Blotting Index of Dissimilarity: use to study immunological relatedness of plant and animal High Mobility Group (HMG) chromosomal proteins.

Plant molecular biology

S Spiker, K M Everett

Affiliations

  1. Genetics Department, North Carolina State University, 27695-7614, Raleigh, NC, USA.

PMID: 24277130 DOI: 10.1007/BF00015875

Abstract

The High Mobility Group (HMG) proteins of vertebrate animals have been the subject of intensive study because of evidence that they may be structural proteins of transcriptionally active chromatin. Organisms other than vertebrate animals have chromatin proteins which meet the operational criteria of salt extractability and trichloroacetic acid solubility to be termed HMG proteins.

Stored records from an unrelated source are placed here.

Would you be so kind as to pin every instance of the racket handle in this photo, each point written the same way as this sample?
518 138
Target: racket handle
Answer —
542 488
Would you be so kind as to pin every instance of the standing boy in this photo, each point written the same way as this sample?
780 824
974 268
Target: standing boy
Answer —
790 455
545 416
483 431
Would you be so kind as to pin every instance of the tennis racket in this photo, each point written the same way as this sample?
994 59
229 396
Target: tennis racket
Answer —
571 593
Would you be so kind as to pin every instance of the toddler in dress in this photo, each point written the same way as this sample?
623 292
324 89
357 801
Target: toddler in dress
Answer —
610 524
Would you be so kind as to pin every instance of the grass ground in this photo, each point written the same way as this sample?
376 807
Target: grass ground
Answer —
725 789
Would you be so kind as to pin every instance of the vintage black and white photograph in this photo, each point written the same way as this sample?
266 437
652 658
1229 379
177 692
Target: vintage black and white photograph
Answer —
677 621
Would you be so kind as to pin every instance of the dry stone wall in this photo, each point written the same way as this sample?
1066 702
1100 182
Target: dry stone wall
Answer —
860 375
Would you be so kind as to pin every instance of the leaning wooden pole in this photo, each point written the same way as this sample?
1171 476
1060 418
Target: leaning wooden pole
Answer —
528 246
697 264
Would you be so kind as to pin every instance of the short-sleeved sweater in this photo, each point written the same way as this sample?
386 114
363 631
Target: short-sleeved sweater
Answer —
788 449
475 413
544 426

However, because the properties of these proteins resemble those of vertebrate HMGs to varying degrees and because no definition of "HMG" based on biological function is available, a real question exists as to whether the proteins from other organisms should be considered HMGs. Because wheat HMG proteins have several biochemical properties in common with vertebrate HMGs and yet vary in other properties, we have used an immunological approach to study the relatedness of these two groups of proteins. We have raised polyclonal antibodies to the denatured wheat HMG proteins and have used an immunoblotting procedure to compare the affinities of these antibodies to the homologous wheat proteins and to the heterologous chicken HMG proteins. We have expressed the immunological relatedness of members of these two groups of proteins as the Blotting Index of Dissimilarity. This index is intended to be analogous to the Index of Dissimilarity determined by microcomplement fixation, and a direct comparison of the two procedures results in similar values. The magnitudes of the Blotting Indexes of Dissimilarity indicate that the antigenic features of the plant and animal HMG proteins have little in common.